Date of Award

8-2014

Level of Access

Campus-Only Thesis

Degree Name

Master of Science (MS)

Department

Teaching

Advisor

Natasha M. Speer

Second Committee Member

Robert Franzosa

Third Committee Member

John Thompson

Abstract

Students’ understanding, thinking and difficulties with the derivative and their difficulties in solving applied problems have been the subject of rich research work. There is also extensive research on students’ thinking, understanding and difficulties with the derivative’s underlying concepts such as functions. In the Study I, the existing work on students’ ideas about the derivative was expanded by defining different categories of students’ ways of thinking about it. Polishing these categories, a possible database of students’ ways of thinking about the derivative was created.

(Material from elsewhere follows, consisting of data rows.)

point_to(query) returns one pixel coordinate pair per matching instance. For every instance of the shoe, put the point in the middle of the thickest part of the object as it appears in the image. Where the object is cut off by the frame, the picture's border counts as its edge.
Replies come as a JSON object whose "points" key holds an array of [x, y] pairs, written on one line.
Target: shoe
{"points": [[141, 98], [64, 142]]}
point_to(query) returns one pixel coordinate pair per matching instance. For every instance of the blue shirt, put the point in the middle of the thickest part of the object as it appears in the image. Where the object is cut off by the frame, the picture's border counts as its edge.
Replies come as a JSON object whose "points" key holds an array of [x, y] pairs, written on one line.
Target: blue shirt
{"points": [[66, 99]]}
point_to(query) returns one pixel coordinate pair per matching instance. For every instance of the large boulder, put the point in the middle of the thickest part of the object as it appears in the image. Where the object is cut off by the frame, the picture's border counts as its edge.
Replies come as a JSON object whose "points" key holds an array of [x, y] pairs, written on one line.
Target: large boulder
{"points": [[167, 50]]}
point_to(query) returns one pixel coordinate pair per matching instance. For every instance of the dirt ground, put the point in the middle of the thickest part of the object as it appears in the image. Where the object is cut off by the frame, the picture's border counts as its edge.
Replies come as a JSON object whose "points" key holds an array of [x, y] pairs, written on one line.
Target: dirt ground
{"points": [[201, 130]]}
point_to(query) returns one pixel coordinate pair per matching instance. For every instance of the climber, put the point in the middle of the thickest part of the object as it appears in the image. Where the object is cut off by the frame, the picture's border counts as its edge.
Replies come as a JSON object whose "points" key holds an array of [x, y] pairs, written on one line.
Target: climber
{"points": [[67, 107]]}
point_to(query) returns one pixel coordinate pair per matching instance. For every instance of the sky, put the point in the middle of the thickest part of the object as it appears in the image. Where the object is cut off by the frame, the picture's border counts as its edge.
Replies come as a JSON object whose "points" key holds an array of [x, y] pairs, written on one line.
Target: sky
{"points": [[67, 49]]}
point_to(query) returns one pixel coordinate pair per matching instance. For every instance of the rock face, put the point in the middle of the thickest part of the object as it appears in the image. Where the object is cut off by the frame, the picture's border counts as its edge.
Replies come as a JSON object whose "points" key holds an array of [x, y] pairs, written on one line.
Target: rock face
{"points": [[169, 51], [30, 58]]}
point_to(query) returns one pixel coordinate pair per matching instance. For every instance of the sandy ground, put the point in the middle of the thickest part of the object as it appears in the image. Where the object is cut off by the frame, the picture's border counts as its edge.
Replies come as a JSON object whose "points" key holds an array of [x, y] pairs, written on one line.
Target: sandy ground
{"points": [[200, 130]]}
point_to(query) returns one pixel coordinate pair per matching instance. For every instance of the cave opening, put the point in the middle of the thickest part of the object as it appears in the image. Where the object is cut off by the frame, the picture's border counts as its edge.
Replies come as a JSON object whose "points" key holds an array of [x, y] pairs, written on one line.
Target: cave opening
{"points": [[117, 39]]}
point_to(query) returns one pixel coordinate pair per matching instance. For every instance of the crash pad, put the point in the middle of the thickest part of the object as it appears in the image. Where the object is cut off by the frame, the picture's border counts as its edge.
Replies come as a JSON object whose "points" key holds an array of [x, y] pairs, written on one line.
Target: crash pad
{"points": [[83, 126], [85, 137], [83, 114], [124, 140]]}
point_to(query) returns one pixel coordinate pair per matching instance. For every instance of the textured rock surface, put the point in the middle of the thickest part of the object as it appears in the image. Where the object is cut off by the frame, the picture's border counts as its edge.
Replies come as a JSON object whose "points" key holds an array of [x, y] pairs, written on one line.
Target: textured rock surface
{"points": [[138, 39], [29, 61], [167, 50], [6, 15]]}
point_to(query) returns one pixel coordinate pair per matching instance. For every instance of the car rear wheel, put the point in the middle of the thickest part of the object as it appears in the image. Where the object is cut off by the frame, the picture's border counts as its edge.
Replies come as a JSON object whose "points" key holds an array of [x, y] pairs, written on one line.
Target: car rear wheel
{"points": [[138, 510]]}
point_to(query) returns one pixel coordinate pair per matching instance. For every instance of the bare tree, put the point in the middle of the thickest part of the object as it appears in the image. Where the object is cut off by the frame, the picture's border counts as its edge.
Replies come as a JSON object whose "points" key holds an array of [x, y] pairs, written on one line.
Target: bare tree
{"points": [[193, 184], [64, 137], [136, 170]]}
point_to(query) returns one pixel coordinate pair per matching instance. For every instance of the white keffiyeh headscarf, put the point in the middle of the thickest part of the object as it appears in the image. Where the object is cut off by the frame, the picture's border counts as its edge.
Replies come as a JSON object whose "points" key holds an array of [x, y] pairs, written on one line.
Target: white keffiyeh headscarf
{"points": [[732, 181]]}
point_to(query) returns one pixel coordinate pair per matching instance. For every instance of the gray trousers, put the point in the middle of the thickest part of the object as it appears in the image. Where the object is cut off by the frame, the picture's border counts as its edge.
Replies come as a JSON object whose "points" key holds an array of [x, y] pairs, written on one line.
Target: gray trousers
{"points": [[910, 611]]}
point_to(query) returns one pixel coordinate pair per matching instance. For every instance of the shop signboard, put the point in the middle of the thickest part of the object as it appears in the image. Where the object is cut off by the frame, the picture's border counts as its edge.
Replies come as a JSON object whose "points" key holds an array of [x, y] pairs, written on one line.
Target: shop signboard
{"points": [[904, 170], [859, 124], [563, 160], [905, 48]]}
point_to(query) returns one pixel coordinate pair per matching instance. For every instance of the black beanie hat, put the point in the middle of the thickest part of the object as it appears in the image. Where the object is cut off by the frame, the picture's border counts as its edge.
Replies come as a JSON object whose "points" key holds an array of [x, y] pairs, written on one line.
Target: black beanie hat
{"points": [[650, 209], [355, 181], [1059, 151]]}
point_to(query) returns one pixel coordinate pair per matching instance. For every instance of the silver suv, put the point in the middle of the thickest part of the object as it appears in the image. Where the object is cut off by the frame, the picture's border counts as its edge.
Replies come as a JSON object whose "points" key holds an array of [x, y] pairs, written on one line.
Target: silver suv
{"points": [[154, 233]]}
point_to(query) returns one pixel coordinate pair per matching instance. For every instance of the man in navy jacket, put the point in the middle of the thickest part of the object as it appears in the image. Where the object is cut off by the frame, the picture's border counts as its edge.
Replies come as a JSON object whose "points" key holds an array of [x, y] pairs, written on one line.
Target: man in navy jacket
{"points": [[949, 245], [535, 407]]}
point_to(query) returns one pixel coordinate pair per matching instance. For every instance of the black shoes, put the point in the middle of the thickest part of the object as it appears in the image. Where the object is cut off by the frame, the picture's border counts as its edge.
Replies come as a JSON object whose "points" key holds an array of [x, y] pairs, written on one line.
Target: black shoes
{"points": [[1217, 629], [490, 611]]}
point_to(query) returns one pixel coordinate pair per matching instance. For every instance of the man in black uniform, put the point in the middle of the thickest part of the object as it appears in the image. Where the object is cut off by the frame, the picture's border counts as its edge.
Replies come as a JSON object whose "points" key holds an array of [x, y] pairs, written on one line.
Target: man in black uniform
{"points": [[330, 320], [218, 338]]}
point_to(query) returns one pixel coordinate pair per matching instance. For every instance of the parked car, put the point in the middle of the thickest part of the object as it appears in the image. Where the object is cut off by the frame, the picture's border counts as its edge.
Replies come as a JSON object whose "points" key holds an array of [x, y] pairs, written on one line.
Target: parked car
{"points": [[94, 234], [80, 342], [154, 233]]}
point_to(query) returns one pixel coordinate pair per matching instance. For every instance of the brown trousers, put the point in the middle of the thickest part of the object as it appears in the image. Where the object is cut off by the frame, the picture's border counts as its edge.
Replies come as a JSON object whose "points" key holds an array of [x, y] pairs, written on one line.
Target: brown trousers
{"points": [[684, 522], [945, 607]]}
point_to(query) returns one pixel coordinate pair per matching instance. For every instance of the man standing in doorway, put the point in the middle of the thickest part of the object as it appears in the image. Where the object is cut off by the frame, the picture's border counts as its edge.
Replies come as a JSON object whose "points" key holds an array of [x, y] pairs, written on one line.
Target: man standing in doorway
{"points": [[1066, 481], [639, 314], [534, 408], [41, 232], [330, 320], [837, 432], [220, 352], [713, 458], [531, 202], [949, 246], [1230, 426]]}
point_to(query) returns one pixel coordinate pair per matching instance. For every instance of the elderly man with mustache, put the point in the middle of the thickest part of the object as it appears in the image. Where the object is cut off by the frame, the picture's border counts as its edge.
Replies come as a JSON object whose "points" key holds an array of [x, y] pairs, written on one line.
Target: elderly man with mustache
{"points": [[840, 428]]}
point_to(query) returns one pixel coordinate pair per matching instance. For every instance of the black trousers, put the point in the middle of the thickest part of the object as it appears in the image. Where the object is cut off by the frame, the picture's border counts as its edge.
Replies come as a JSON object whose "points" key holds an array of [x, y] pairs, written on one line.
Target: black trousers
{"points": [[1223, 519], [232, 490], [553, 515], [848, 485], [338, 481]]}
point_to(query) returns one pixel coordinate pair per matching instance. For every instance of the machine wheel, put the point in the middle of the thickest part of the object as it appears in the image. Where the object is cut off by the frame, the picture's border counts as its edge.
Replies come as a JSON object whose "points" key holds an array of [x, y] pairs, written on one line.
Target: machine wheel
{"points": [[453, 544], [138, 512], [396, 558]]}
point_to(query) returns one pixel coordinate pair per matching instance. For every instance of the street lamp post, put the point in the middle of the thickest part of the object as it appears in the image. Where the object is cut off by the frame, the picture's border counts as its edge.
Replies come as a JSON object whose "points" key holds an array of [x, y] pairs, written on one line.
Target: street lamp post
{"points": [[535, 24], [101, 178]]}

Then their difficulties with applied related-rate, optimization and graphing problems were analyzed and rubrics were created to quantify their answers. It was also shown that students’ difficulties with applied graphing problem of the derivative correlate to their static and dynamic understanding of the functions’ graphs. Very little research has examined students’ ways of thinking about derivative through the lens of their work on applied questions.

The focus of the Study II was on whether relationships exist between students’ ways of thinking about derivative and their abilities in solving applied derivative problems. Survey data and clinical interviews were conducted to look at students’ multiple ways of thinking and their work on applied derivative problems. “Multiple ways of thinking” refers to two or more ways of thinking about derivative (e.g., slope of the tangent line at a point on a function or instantaneous rate of change). Fine-grained analysis of the students’ written surveys and clinical interviews revealed that students’ having more than two ways of thinking about the derivative correlate to their higher abilities in solving applied derivative problems.